Split and group energy billing data to analyse usage and aplpy load profiles
Project description
EnergyShaper
Split and group energy billing data to analyse usage and apply load profiles
Split into intervals based on load profile
Given a bunch of energy readings:
<Reading start=2017-01-01 00:00:00, end=2017-02-01 00:00:00, usage 155.00>
<Reading start=2017-02-01 00:00:00, end=2017-02-09 00:00:00, usage 40.00>
<Reading start=2017-02-09 00:00:00, end=2017-03-01 00:00:00, usage 100.00>
<Reading start=2017-03-01 00:00:00, end=2017-03-01 12:00:00, usage 2.50>
<Reading start=2017-03-01 12:00:00, end=2017-03-02 00:00:00, usage 2.50>
Split them up based on a user-specified load profile. First split them so each reading is at most a day. The input readings can be at varying read intervals.
daily = list(split_into_daily_intervals(records))
Then split into required interval.
minute = list(split_into_profiled_intervals(daily, interval_m=1,
profile=[1, 1, 1, 1]))
The profile is a list indicating a daily profile at whatever resolution you desire.

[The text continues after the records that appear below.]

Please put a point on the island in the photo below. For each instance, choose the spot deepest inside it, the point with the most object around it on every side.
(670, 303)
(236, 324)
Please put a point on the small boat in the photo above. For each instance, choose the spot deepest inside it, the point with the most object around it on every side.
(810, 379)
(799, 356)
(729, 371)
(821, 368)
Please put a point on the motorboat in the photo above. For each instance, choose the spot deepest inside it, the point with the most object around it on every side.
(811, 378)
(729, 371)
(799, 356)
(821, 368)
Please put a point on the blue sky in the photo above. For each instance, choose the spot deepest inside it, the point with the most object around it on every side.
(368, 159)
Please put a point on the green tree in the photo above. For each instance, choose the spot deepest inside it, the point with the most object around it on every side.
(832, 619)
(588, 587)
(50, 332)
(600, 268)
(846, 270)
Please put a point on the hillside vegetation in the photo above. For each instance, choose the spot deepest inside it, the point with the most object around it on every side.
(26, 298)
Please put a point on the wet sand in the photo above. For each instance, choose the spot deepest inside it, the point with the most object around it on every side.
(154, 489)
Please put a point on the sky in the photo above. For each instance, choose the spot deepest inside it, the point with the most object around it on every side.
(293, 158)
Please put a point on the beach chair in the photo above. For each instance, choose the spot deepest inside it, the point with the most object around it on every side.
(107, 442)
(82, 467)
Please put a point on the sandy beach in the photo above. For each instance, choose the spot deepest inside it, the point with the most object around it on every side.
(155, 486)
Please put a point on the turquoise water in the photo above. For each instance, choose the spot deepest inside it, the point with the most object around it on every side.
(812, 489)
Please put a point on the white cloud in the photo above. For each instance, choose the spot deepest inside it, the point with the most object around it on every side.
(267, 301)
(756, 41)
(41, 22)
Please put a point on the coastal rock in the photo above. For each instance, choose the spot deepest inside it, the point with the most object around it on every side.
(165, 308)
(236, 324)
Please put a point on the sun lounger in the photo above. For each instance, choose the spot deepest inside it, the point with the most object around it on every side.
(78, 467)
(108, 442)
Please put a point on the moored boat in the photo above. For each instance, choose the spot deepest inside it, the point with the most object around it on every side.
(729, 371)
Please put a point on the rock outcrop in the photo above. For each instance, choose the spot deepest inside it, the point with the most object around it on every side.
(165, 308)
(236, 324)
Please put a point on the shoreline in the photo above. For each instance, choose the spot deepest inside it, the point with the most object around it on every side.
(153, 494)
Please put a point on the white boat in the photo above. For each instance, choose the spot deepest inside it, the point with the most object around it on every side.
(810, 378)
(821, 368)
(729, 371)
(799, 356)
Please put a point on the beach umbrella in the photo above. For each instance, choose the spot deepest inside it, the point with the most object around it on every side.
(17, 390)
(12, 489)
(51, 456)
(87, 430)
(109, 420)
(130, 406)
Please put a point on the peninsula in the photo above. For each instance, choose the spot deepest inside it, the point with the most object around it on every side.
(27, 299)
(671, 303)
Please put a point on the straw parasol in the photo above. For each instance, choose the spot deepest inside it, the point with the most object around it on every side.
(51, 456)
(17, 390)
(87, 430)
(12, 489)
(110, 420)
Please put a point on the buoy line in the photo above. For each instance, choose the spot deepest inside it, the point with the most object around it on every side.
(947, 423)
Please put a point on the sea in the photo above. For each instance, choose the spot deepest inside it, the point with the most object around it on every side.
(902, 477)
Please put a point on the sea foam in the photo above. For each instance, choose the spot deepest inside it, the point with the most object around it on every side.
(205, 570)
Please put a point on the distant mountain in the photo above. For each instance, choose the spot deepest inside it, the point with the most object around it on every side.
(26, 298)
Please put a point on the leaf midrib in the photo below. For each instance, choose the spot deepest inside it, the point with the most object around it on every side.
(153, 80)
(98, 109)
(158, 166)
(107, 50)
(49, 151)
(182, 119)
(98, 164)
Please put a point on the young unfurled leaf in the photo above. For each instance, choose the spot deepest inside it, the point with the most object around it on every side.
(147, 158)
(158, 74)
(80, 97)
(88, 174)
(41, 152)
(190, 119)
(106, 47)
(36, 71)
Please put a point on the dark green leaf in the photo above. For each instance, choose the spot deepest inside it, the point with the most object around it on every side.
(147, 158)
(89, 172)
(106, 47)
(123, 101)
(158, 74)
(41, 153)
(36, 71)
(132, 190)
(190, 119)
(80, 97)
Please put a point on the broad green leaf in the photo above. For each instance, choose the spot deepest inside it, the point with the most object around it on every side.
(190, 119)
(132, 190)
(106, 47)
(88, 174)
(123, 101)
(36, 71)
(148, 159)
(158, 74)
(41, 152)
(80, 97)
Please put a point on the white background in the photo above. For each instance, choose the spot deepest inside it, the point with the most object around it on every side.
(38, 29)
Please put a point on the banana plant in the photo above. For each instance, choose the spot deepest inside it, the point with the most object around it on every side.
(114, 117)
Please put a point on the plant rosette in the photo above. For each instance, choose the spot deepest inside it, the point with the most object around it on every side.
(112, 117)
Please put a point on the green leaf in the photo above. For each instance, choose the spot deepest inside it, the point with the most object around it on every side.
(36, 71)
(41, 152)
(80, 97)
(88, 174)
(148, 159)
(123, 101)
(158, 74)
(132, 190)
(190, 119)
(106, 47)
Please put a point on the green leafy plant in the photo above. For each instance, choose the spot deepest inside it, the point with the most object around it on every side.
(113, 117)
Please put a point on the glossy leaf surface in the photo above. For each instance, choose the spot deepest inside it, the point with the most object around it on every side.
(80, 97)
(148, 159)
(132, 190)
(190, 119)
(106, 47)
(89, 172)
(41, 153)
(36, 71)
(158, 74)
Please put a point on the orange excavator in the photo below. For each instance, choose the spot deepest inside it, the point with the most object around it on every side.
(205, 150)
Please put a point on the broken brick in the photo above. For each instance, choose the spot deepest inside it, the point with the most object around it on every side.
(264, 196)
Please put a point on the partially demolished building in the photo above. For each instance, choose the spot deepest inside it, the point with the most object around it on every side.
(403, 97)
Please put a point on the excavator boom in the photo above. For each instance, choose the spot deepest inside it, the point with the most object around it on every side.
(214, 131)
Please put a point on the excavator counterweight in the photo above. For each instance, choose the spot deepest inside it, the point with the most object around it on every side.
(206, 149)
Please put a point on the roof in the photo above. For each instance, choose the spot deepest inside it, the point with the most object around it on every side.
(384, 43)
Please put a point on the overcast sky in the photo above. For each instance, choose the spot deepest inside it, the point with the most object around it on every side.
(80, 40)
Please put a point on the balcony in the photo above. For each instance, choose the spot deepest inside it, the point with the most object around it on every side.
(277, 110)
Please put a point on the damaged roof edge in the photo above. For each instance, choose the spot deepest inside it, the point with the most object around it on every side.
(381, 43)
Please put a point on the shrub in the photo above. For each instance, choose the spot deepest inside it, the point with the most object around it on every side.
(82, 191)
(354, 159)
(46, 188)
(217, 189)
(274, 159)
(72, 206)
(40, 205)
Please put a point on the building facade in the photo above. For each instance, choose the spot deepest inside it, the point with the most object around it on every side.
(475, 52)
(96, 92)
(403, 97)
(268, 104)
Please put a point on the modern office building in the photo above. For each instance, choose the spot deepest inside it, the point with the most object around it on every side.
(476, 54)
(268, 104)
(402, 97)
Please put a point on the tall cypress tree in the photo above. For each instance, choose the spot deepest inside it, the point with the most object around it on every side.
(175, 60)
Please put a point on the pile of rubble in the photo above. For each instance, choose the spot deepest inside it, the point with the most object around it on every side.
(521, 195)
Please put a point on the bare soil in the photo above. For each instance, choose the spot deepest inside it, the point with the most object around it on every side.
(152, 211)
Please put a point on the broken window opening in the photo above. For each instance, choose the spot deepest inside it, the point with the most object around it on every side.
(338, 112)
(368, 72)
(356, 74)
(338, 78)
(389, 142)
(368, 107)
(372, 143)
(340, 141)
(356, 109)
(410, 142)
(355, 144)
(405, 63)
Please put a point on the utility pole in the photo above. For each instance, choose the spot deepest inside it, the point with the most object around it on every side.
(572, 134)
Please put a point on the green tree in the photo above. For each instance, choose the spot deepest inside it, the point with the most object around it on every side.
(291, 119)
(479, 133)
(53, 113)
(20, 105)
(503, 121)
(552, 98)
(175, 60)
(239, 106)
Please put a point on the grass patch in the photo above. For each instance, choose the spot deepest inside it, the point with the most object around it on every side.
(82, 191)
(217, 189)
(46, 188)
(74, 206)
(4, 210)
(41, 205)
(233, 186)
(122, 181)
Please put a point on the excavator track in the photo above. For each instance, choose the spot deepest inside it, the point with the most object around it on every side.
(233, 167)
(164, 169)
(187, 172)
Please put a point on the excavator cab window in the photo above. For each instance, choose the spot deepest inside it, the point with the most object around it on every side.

It will adjust the ratios so they add to 100%.
profile=[0.05, 0.07, 0.12, 0.11, 0.14, 0.14, 0.27, 0.10]
The load will then be split up based on the profile:
<Reading start=2017-01-01 00:00:00, end=2017-01-01 00:01:00, usage 0.00>
<Reading start=2017-01-01 00:01:00, end=2017-01-01 00:02:00, usage 0.00>
<Reading start=2017-01-01 00:02:00, end=2017-01-01 00:03:00, usage 0.00>
...
<Reading start=2017-03-01 23:57:00, end=2017-03-01 23:58:00, usage 0.00>
<Reading start=2017-03-01 23:58:00, end=2017-03-01 23:59:00, usage 0.00>
<Reading start=2017-03-01 23:59:00, end=2017-03-02 00:00:00, usage 0.00>
Grouping intervals
The splitting functions will keep smaller interval lengths if available, so we may want to group them back up again to get a consistent interval across all readings. This will automatically split readings passed to it first.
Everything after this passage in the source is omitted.